If they seem to feel really uncomfortable in each other's company and there are no signs of improvement, separate them and ask to your vet for more cat tips. You may be referred to a feline educator who can offer you specialized help.

As a general rule, it usually takes two weeks for two cats to become friends. If you have spent two weeks following the previous tips, and despite your efforts they still don’t get along, ask yourself if your new cat would be happier in another home. It may be better for both cats if your consider the possibility of finding a new home for your new cat with a family whose every member can give it a warm welcome.



Introducing a potentially nervous cat to an excitable dog should be done with care for the well-being of both pets. Follow our useful tips for a complication free introduction.



The most important thing when introducing a new cat to your puppy is safety — both the dog's and the cat’s. An overexcited puppy can easily hurt a kitten and a scared cat can do a lot of damage with its claws. So take it easy, focus on the needs of both pets and help foster a wonderful friendship based on mutual respect.



Even if your dog is used to cats — and is unlikely to do anything to your new cat or kitten- it’s important to be very careful when introducing them.

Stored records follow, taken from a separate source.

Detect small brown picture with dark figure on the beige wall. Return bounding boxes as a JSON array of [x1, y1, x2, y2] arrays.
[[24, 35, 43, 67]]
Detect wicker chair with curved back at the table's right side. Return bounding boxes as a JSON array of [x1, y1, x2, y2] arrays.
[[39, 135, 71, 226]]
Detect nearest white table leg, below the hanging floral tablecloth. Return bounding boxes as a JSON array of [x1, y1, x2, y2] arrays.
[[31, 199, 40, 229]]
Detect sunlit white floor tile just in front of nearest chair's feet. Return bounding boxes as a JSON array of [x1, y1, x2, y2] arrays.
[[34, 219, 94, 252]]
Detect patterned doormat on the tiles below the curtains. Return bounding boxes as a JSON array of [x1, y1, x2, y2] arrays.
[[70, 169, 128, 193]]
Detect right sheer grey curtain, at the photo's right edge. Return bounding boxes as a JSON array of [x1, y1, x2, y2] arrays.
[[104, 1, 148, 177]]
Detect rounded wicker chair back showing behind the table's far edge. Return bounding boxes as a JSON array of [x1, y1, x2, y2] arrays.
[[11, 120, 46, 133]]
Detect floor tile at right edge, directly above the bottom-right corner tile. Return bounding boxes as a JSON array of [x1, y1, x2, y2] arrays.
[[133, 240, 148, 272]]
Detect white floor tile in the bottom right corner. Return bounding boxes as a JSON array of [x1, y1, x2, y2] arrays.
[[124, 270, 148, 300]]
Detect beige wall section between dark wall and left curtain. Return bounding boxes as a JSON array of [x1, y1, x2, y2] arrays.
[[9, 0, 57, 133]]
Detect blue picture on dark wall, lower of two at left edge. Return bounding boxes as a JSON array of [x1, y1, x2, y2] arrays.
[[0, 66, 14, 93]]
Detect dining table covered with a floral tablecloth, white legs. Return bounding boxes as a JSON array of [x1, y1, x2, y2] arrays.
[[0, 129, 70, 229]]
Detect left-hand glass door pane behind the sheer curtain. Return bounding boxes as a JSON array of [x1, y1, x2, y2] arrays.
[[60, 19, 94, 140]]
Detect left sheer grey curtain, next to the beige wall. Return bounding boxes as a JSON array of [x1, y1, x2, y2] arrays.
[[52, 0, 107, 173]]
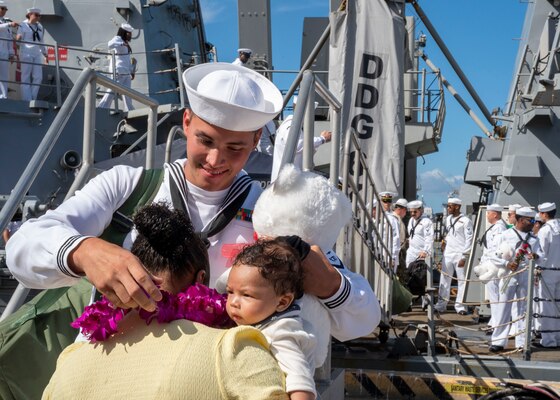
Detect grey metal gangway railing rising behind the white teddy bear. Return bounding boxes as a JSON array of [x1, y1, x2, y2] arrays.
[[280, 70, 394, 318]]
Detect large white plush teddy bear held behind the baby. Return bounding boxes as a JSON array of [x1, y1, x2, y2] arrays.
[[216, 164, 352, 368]]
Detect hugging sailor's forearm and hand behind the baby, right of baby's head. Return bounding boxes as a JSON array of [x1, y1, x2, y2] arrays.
[[303, 246, 381, 341]]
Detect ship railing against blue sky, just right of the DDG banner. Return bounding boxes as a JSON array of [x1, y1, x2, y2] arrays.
[[404, 68, 446, 143]]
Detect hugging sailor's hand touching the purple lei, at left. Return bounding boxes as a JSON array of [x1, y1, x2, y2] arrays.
[[68, 238, 162, 311]]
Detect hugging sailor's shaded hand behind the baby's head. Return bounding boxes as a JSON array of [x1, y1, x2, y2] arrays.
[[302, 245, 342, 299]]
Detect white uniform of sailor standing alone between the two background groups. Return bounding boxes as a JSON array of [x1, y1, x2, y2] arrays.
[[435, 214, 473, 313]]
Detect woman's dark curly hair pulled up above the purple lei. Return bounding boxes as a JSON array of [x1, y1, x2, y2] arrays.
[[131, 203, 209, 279]]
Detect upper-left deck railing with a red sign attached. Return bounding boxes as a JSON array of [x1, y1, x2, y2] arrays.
[[0, 38, 188, 109]]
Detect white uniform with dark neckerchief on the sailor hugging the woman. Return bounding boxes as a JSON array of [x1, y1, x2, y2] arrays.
[[6, 160, 380, 341]]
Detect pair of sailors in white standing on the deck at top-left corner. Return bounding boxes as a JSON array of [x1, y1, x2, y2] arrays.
[[0, 0, 48, 101]]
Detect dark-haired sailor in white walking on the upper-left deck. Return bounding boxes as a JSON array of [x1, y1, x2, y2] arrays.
[[98, 24, 136, 111]]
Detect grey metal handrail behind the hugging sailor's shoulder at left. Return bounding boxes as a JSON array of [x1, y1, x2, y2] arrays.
[[0, 68, 159, 320]]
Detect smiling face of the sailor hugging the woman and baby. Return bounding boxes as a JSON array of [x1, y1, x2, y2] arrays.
[[183, 111, 261, 191]]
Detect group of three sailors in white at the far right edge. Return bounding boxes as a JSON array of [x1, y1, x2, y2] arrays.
[[481, 202, 560, 353]]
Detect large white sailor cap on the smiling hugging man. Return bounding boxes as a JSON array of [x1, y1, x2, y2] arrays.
[[183, 63, 283, 132]]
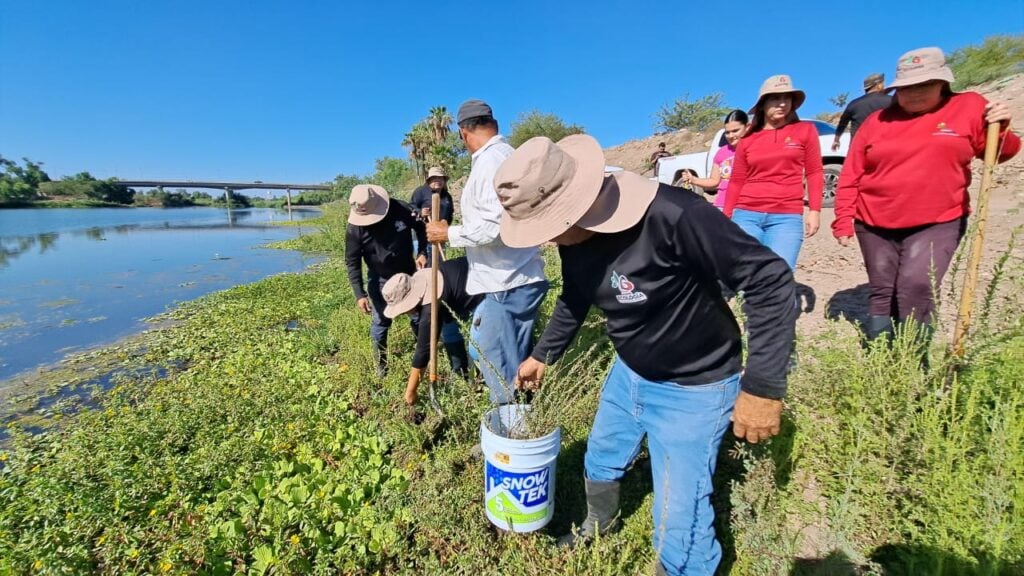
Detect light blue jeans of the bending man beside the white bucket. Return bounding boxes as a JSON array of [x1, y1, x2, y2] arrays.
[[584, 357, 739, 575]]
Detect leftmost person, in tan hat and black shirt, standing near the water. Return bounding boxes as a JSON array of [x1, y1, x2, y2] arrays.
[[345, 184, 427, 377]]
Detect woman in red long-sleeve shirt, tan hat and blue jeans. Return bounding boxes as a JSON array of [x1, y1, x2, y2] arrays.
[[724, 74, 824, 270]]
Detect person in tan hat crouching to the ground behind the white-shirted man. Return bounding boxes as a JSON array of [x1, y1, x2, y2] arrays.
[[384, 257, 483, 406]]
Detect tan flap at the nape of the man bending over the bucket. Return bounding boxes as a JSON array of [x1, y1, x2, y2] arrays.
[[575, 171, 658, 234]]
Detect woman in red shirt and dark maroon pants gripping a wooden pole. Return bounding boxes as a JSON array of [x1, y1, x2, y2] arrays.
[[833, 48, 1021, 339]]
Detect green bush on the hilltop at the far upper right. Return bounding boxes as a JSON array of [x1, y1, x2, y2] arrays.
[[947, 34, 1024, 90]]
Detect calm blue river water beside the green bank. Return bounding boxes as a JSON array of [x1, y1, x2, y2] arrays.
[[0, 208, 319, 380]]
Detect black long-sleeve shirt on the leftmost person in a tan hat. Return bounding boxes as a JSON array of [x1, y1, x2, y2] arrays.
[[345, 198, 428, 298]]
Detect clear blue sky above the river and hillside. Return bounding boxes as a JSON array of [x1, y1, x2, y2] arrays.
[[0, 0, 1024, 182]]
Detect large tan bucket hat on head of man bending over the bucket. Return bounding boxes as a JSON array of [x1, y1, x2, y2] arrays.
[[495, 134, 604, 248]]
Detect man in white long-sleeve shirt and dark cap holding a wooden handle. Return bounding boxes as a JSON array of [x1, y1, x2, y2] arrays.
[[427, 100, 548, 404]]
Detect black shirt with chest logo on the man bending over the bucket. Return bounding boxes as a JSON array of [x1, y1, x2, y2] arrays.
[[531, 184, 798, 398]]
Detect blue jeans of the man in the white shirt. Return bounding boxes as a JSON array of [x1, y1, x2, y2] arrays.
[[469, 280, 548, 404]]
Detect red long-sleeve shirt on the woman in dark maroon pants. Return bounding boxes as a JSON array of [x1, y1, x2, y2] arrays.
[[833, 92, 1021, 238]]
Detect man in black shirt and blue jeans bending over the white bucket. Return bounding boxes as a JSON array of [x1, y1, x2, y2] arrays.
[[495, 135, 798, 575]]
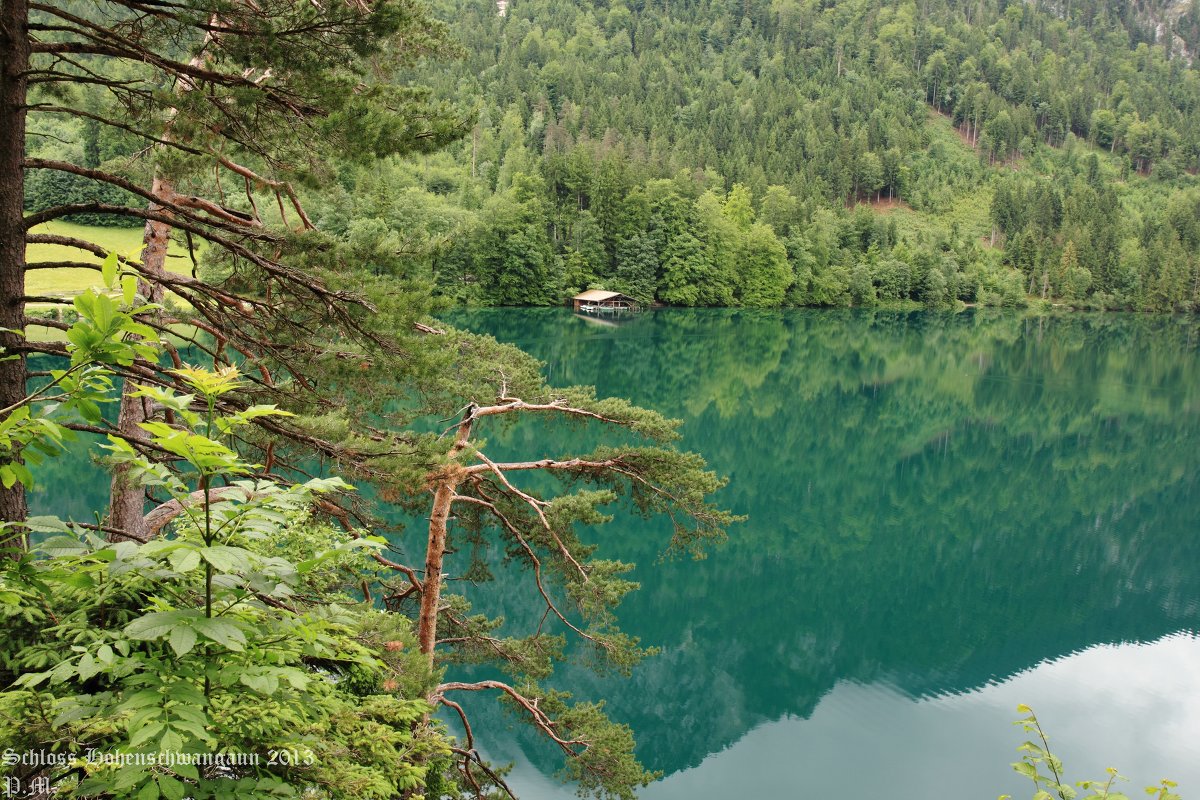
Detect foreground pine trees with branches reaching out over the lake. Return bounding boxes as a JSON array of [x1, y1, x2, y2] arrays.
[[0, 0, 730, 796]]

  • When introducing your new cat to your dog, it’s crucial that both pets feel relaxed in each other’s company. Start by keeping your new cat safe inside a mesh cage or cat-proof dog basket and lead your dog towards it on a leash.
  • Reward your dog for being calm and, and stay calm if it keeps barking.
  • Repeat this process in different rooms, always making sure that both the cat and dog feel safe and secure.
  • Once you are sure that both of them feel calm and relaxed, let the cat out of its cage or basket, but keep your dog on its leash.
  • Stay calm -pets sense your stress- and let them get to know each other.
  • Continue rewarding good and calm behavior. Repeat this process in as many rooms as possible.
  • Supervise them until you know they will get along, and only leave your dog off its leash with the cat once you're sure it will not react or try to catch it.
  • Make sure your cat has a high place to escape to that is out of your dog’s reach, in case it gets uncomfortable. If you have more than one dog, always introduce your cat to them one dog at a time.
  • Make sure your dog doesn’t have access to your cat's litter box because, like scavengers they are, they will tend to eat the contents. It's not pretty, but it's true!
  • Separate dogs and cats when feeding them so that both of them can eat in peace - you may want to feed them in separate rooms, or feed your cat on an elevated surface out of your dog’s reach. Make sure your cat has plenty of opportunities to hunt, stalk and pounce on mobile toys, as it’s likely that your dog won’t want its tail to be used as a toy.  

The most important thing to keep in mind when introducing a new cat to another cat or dog is safety. If your dog is continuously nervous or aggressive with your cat (or vice versa), talk to your vet and consider consulting a pet training specialist.